Лицо Ирины на экране лэптопа передернулось.
– Нет, не со мной. И речь пойдет не о физической измене. Вернее, не только о ней одной.
– Как?! – Голос Елены по-прежнему звучал шутовски. – Неужели мальчик напроказил как-то еще? И как же он, интересно знать, набедокурил?
– Я понимаю: ваша ирония – это род защитной маски, поэтому не обижаюсь и прошу вас выслушать меня серьезно. У меня есть дочь. Зовут Аленой. Ей скоро семнадцать, а тогда, год назад, не было даже шестнадцати. Дитя. В самом деле, ребенок. Началось все с нее. Точнее, с того момента, как она познакомилась с Романом…
* * *
Прошлой осенью
Девочку звали, будто в сказке, Аленушкой, и выглядела она точно, как в детских книжках рисуют: тоненькая, глаза – озера темно-синие, взгляд задумчивый, беззащитный. И русая коса тоже имелась, не давала покоя школьным подружкам. Постоянно, класса с третьего, подбивали: остричь, покрасить. Чего маме стоило отговорить! Но смогла. Убедила: крашеные блондинки давно устарели, и теперь в почете все натуральное. «Специально, Аленка, косы наращивают, естественных оттенков цвета добиваются – за немалые деньги».
Мама у девочки – опять же, в духе фольклорных традиций – была заботливой, доброй и рано овдовела. Но тут сказки кончились. Прекрасные принцы – что за взрослой женщиной, что за ее дочкой – в очереди не стояли. А мужчин типовых обе, гордячки, не жаловали. Что мама давала атанде разведенным коллегам, что дочка шарахалась от неловких ухаживаний одноклассников. Как положено интеллигентной девочке, ждала своего принца. Умного, начитанного, доброго. И, конечно, взрослого.
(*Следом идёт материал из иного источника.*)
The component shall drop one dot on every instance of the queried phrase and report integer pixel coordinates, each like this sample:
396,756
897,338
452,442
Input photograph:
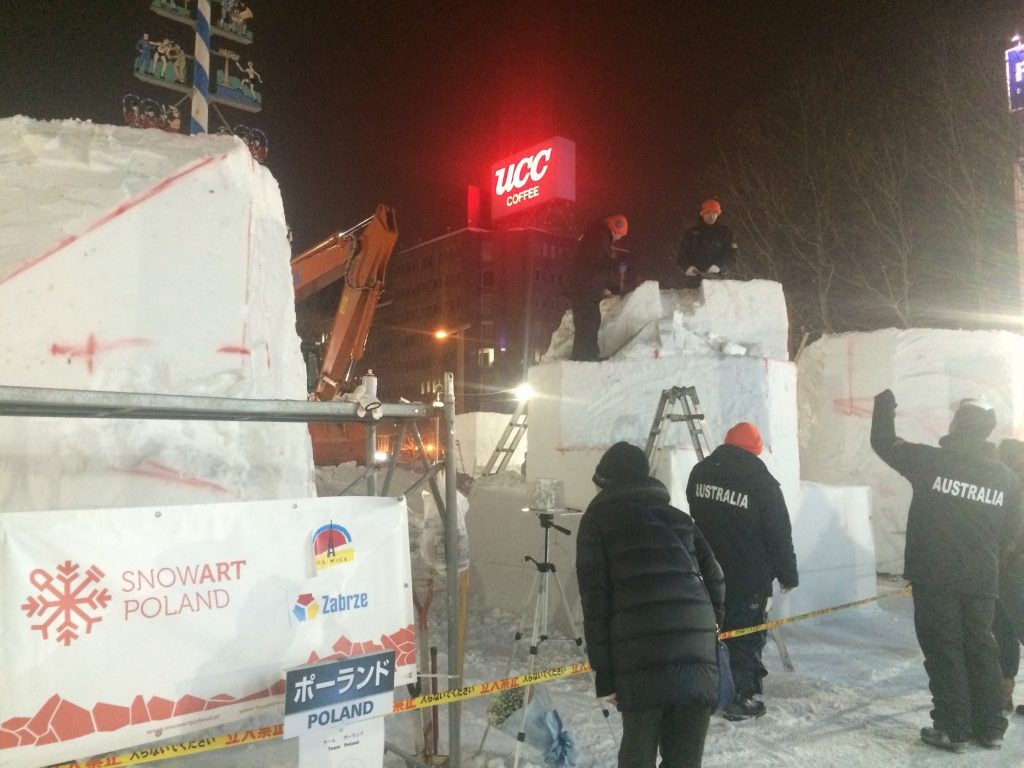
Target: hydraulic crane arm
358,257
Но кому сейчас нужны платонические отношения со школьницей? (А иных отношений девочка из интеллигентной семьи не признавала.)
Аленка, как все дети, иногда взбрыкивала. В художественную школу ходить отказалась, музыке учиться не пожелала. Правильные супчики, которые мамуля оставляла ей в термосе, бывало, выливала в окошко. Но одного родительница – дама образованная! – добиться сумела. Девочка обожала читать и над книжками, дай ей волю, могла сидеть сутками. Проглатывала все, что под руку попадалось – «Бронзовую птицу», «Каникулы Кроша», «Трех мушкетеров». Даже «Справочник участкового врача» и «Словарь иностранных слов» штудировала, если ничего больше под рукой не оказывалось. А в пятом классе случайно попал ей в руки женский роман. Мама не сразу заметила, что литературу дочка читает совсем неподобающую юному возрасту, а когда просекла – было поздно. Девочка на книжные страсти подсела, и сколько ни пыталась мамуля доказать, что чтиво сие – примитивное, одномерное, сделать ничего не сумела. Аленка будто помешалась на романтических историях, изданных в аляповатых обложках. Оставляла на книжных развалах деньги, что выделялись ей на завтраки, состояла читательницей множества библиотек. Обожала, когда мама отправляла ее к соседям, скажем, за солью. Всегда просила позволения подойти к книжному шкафу. И волокла домой очередные тоненькие, напечатанные на плохой бумаге книжонки.